Character size unit and length semantics

When programming an application for a occidental language such as English, a single-byte character set can be used, and the logical size, storage size and print width of characters is the same. For example, in ISO-8859-1, the ê character takes one logical position, has a storage size of one byte and a print width of one.

When programming an international application using multiple languages and a multibyte character set encoding, you must distinguish three size units:

  1. The size in character unit, to count or position logical characters used in a string. For example, the strings abc and åôë have both a length of 3, in character units.
  2. The size in byte unit, used to encode the character in a given character set. For example, a Latin ê acute character will use a unique byte in the ISO-8859-1 character set, but needs two bytes in UTF-8.
  3. The size in width unit, used in formatting and alignments. The width is the length of the glyph/font of characters, especially in a fixed font. This concept is also known as "fullwidth" versus "halfwidth" characters.
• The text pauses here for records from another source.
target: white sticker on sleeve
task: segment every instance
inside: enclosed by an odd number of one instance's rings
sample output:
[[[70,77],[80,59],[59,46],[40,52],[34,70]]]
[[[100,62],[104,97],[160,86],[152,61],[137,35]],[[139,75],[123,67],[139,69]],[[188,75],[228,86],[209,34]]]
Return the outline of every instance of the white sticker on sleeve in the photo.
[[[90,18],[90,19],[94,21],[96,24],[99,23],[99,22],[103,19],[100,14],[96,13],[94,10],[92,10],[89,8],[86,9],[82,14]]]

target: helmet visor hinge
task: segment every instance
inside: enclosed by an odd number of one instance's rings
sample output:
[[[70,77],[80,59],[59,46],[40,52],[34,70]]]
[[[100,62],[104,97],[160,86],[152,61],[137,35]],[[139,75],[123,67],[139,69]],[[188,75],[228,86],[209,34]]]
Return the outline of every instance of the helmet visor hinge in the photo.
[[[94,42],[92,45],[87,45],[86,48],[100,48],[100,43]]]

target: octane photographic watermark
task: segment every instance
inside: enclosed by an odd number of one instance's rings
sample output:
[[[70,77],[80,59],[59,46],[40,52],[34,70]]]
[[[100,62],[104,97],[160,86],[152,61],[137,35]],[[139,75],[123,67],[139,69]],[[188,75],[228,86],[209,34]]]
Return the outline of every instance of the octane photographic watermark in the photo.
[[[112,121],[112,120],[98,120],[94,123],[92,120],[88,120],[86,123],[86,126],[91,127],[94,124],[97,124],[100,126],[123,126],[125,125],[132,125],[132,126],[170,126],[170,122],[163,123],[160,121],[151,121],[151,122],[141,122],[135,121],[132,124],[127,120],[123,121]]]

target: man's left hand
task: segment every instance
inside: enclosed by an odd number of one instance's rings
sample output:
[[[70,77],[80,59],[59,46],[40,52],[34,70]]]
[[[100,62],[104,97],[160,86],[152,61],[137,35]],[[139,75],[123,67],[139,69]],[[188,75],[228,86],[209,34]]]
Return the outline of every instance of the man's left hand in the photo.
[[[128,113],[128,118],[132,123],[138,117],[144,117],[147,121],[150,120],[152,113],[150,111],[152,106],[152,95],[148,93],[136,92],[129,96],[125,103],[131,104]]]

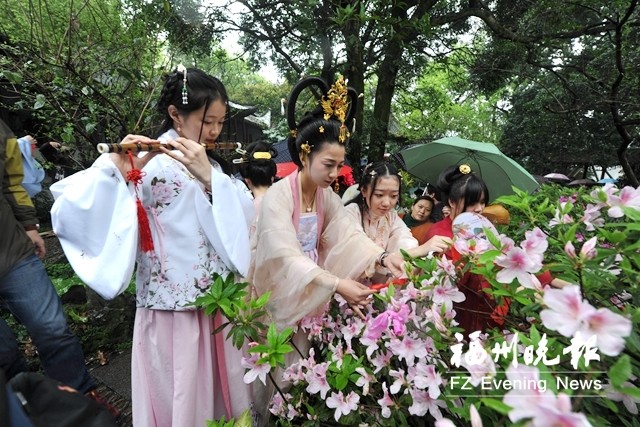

For example, the width of a Chinese logogram is twice the width of Latin characters such as A,B,C.

Working with byte units in a multibyte character set can be difficult: You need to calculate sizes, lengths and substring offsets in a number of bytes, when the natural way is to count in characters.

Length semantics define the unit to be used for character data type definition, character string lengths and positions.

With Byte Length Semantics, a length is expressed in bytes, while Character Length Semantics counts in characters.